Background: Osmotic agents, such as inhaled dry powder mannitol, may increase mucociliary clearance by rehydrating the airway surface liquid and thus act as disease-modifying treatments in cystic fibrosis (CF). This is the first therapeutic trial of inhaled mannitol in children with CF; it was compared with recombinant human deoxyribonuclease (rhDNase), the current best established mucolytic treatment.

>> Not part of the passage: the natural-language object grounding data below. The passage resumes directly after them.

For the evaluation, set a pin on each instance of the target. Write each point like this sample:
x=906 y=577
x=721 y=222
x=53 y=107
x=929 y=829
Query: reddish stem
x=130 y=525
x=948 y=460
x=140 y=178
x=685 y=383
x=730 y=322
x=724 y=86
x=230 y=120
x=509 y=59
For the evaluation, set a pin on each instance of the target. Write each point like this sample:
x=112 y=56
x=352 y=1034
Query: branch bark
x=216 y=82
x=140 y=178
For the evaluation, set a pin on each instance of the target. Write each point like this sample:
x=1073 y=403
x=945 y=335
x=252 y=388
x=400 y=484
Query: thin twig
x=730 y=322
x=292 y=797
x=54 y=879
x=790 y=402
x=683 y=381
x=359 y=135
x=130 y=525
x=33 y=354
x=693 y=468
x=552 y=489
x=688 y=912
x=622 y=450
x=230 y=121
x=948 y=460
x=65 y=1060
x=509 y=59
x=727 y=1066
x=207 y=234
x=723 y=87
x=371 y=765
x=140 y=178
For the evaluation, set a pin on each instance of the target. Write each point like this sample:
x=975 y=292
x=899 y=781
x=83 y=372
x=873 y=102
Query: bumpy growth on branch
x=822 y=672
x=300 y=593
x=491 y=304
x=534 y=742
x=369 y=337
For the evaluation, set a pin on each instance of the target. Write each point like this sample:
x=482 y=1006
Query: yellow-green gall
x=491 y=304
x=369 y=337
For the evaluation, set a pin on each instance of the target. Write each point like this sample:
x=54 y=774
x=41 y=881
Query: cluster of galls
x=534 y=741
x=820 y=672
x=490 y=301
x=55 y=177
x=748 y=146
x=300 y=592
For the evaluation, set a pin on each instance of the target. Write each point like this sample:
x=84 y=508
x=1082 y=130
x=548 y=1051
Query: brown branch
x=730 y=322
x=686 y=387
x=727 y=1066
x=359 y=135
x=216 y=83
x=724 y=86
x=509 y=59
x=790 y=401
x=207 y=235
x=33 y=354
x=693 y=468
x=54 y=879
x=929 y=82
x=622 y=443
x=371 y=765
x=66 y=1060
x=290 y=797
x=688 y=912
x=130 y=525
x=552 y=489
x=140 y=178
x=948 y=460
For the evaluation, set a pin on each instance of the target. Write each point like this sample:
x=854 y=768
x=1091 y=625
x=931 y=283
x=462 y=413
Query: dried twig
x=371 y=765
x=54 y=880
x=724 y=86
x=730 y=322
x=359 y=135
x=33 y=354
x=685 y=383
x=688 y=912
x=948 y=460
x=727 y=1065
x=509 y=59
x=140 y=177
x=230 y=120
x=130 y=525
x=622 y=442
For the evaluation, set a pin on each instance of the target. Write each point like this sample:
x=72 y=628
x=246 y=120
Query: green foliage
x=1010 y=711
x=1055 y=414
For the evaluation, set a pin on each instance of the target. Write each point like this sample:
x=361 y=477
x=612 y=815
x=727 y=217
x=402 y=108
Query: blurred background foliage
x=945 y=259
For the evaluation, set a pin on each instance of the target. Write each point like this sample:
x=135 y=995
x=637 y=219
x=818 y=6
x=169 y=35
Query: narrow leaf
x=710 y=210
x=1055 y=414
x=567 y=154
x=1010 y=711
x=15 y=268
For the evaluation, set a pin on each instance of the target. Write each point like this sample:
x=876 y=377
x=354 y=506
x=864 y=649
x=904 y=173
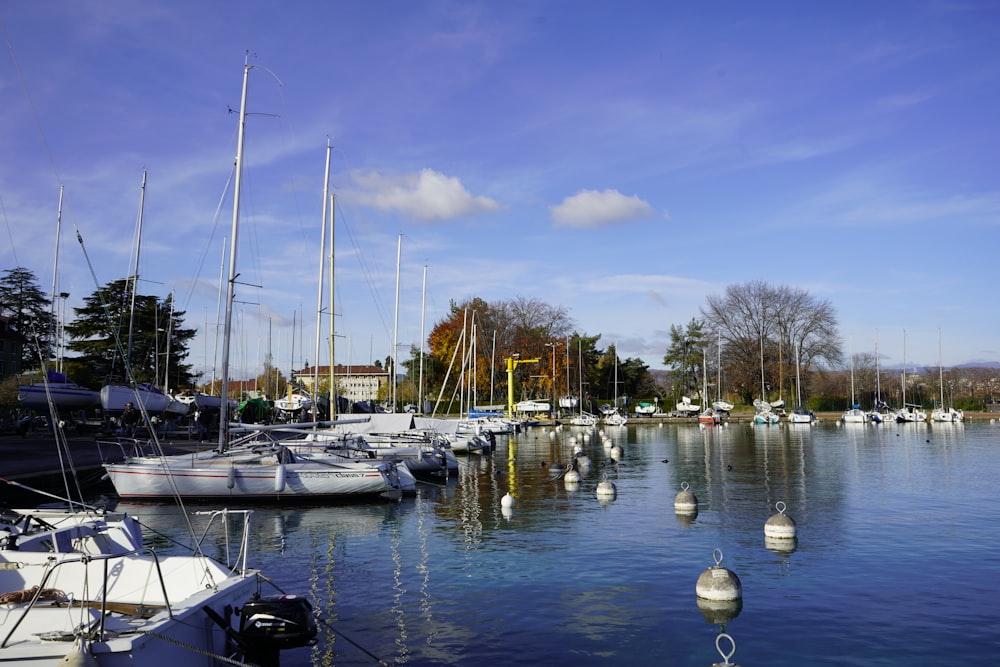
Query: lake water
x=895 y=561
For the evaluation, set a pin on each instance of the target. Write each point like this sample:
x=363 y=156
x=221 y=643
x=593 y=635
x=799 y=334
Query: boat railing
x=53 y=566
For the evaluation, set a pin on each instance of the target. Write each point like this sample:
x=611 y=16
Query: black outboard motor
x=270 y=624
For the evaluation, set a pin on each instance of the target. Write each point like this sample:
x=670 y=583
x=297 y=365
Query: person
x=129 y=420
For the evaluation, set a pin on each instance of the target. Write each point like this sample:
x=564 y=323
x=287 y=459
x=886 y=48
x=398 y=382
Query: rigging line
x=6 y=222
x=31 y=104
x=116 y=334
x=211 y=237
x=367 y=273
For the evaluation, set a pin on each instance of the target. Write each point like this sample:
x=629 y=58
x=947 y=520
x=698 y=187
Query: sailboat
x=114 y=397
x=942 y=413
x=80 y=588
x=249 y=464
x=615 y=416
x=854 y=414
x=582 y=417
x=762 y=409
x=910 y=412
x=718 y=404
x=800 y=415
x=56 y=388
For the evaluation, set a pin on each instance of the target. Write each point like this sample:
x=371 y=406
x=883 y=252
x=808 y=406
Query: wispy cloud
x=591 y=209
x=425 y=195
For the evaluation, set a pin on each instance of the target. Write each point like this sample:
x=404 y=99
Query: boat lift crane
x=512 y=363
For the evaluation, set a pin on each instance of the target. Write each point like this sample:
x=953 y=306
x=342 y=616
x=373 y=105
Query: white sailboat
x=615 y=417
x=910 y=412
x=254 y=466
x=81 y=589
x=854 y=414
x=114 y=397
x=942 y=413
x=54 y=387
x=763 y=414
x=800 y=415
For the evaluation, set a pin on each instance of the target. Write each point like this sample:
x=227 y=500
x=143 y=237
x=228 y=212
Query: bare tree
x=762 y=327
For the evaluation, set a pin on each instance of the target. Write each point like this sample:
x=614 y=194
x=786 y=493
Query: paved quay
x=35 y=461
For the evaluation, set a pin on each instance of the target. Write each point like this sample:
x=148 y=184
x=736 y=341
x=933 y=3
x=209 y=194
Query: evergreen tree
x=107 y=329
x=30 y=315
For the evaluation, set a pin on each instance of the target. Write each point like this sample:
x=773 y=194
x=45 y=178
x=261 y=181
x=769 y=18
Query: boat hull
x=64 y=397
x=114 y=397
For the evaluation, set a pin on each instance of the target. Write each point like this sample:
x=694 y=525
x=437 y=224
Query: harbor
x=891 y=519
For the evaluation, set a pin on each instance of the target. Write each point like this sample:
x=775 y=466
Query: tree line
x=752 y=341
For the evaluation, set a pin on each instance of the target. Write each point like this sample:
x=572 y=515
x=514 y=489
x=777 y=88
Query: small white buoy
x=606 y=488
x=571 y=476
x=780 y=526
x=718 y=583
x=685 y=502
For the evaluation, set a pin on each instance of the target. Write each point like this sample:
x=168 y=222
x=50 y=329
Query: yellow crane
x=512 y=363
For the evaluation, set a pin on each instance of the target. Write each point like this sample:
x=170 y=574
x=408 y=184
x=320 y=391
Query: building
x=354 y=383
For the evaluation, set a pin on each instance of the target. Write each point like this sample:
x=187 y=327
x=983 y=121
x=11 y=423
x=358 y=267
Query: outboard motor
x=272 y=623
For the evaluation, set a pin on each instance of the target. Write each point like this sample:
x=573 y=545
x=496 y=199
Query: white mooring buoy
x=606 y=488
x=718 y=583
x=685 y=502
x=780 y=526
x=572 y=477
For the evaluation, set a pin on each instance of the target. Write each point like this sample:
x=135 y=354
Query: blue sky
x=624 y=160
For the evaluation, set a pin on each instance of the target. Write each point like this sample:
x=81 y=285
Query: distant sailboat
x=942 y=413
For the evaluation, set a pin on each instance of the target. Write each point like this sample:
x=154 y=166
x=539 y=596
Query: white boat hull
x=247 y=475
x=114 y=397
x=65 y=396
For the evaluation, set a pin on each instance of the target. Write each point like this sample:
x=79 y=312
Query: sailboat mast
x=395 y=325
x=55 y=283
x=319 y=283
x=224 y=394
x=135 y=273
x=333 y=318
x=420 y=380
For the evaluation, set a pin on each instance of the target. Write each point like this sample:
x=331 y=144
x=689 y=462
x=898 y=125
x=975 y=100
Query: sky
x=623 y=161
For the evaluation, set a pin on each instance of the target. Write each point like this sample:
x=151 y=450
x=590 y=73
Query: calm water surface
x=895 y=561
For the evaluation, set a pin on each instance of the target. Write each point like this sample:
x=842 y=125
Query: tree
x=756 y=320
x=108 y=328
x=495 y=332
x=685 y=357
x=30 y=315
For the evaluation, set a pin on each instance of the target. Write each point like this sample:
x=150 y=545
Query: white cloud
x=425 y=195
x=592 y=209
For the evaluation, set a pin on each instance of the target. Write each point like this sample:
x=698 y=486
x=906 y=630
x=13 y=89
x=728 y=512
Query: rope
x=352 y=642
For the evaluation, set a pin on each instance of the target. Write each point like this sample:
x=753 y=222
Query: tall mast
x=55 y=284
x=395 y=326
x=319 y=283
x=224 y=394
x=333 y=318
x=135 y=273
x=420 y=381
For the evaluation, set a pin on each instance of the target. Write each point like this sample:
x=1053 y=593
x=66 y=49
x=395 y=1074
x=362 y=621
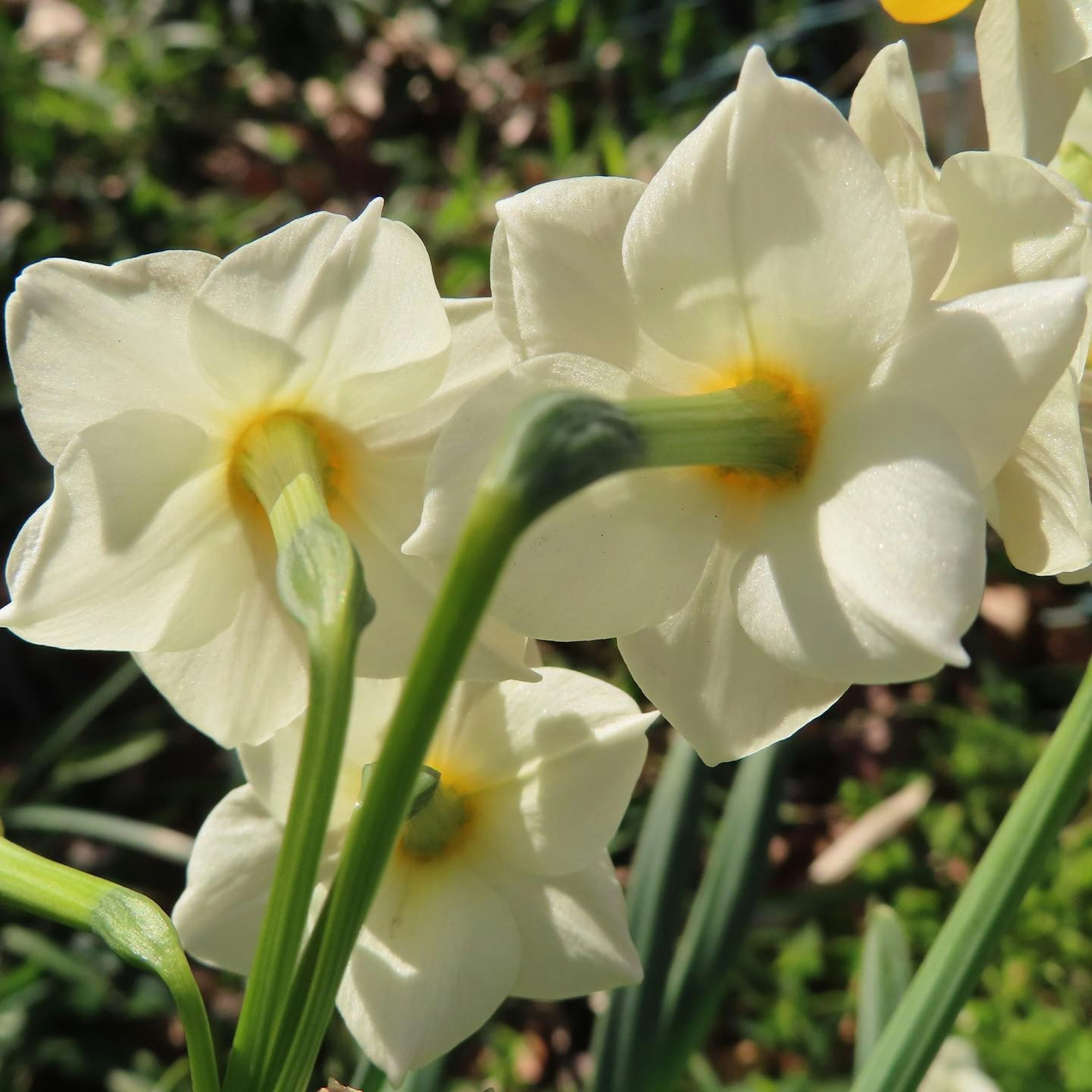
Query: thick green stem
x=1010 y=866
x=134 y=926
x=321 y=585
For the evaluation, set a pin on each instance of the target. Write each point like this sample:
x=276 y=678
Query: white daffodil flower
x=1016 y=222
x=769 y=247
x=143 y=382
x=956 y=1070
x=500 y=884
x=1035 y=61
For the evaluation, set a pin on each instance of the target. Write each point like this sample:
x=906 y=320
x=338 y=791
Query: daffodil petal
x=580 y=746
x=616 y=557
x=248 y=682
x=1029 y=57
x=228 y=883
x=128 y=543
x=886 y=115
x=717 y=687
x=88 y=342
x=560 y=286
x=1017 y=223
x=874 y=569
x=741 y=245
x=1041 y=506
x=574 y=933
x=439 y=953
x=1013 y=342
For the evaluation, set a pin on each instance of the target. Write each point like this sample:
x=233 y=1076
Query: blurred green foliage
x=131 y=126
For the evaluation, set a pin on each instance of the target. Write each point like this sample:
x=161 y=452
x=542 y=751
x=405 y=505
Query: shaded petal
x=1014 y=343
x=1023 y=49
x=573 y=576
x=574 y=932
x=479 y=353
x=873 y=569
x=560 y=286
x=1041 y=506
x=439 y=953
x=1017 y=222
x=248 y=682
x=138 y=546
x=722 y=693
x=557 y=763
x=88 y=342
x=267 y=309
x=789 y=252
x=378 y=519
x=228 y=883
x=887 y=116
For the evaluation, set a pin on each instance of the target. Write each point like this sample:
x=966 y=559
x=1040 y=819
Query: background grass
x=130 y=127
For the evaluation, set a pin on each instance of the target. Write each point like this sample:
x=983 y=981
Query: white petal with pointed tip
x=741 y=245
x=439 y=953
x=88 y=342
x=573 y=931
x=601 y=563
x=228 y=883
x=874 y=567
x=119 y=560
x=725 y=695
x=1014 y=342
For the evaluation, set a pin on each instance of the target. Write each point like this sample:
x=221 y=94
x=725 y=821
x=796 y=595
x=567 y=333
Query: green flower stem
x=1010 y=866
x=757 y=427
x=321 y=585
x=556 y=445
x=134 y=926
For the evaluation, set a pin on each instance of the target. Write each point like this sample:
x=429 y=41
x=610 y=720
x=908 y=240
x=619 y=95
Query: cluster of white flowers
x=930 y=328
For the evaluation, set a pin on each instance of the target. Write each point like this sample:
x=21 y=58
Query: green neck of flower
x=1075 y=165
x=436 y=816
x=758 y=427
x=280 y=459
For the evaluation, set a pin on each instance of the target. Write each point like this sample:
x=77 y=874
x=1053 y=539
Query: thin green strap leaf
x=707 y=953
x=1010 y=866
x=885 y=976
x=667 y=855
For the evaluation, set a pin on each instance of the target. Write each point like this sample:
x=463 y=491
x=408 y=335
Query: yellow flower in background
x=150 y=384
x=986 y=221
x=924 y=11
x=500 y=883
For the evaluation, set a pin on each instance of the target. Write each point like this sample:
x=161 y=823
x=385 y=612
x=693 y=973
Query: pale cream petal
x=721 y=692
x=246 y=684
x=616 y=557
x=138 y=546
x=560 y=286
x=557 y=762
x=574 y=932
x=479 y=353
x=1031 y=79
x=267 y=309
x=874 y=567
x=88 y=342
x=439 y=953
x=228 y=883
x=788 y=252
x=1017 y=221
x=887 y=116
x=1014 y=343
x=1041 y=505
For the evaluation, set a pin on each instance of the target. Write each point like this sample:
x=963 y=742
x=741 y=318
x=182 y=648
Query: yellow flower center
x=271 y=449
x=924 y=11
x=763 y=380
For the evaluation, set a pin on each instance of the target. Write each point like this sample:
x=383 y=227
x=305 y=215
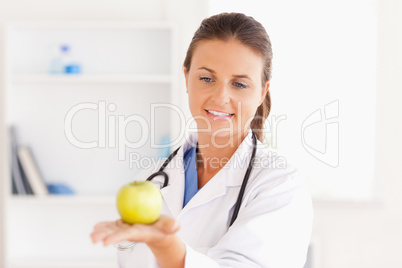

Methods: 38 children were recruited to an open crossover study. Subjects underwent an initial bronchial provocation challenge with dry powder mannitol. Those children with a negative challenge were randomly allocated to one of three consecutive 12-week treatment blocks (inhaled mannitol alone, nebulised rhDNase alone and mannitol + rhDNase). The primary outcome was forced expiratory volume in 1 s (FEV1). A number of secondary outcome measures were also studied.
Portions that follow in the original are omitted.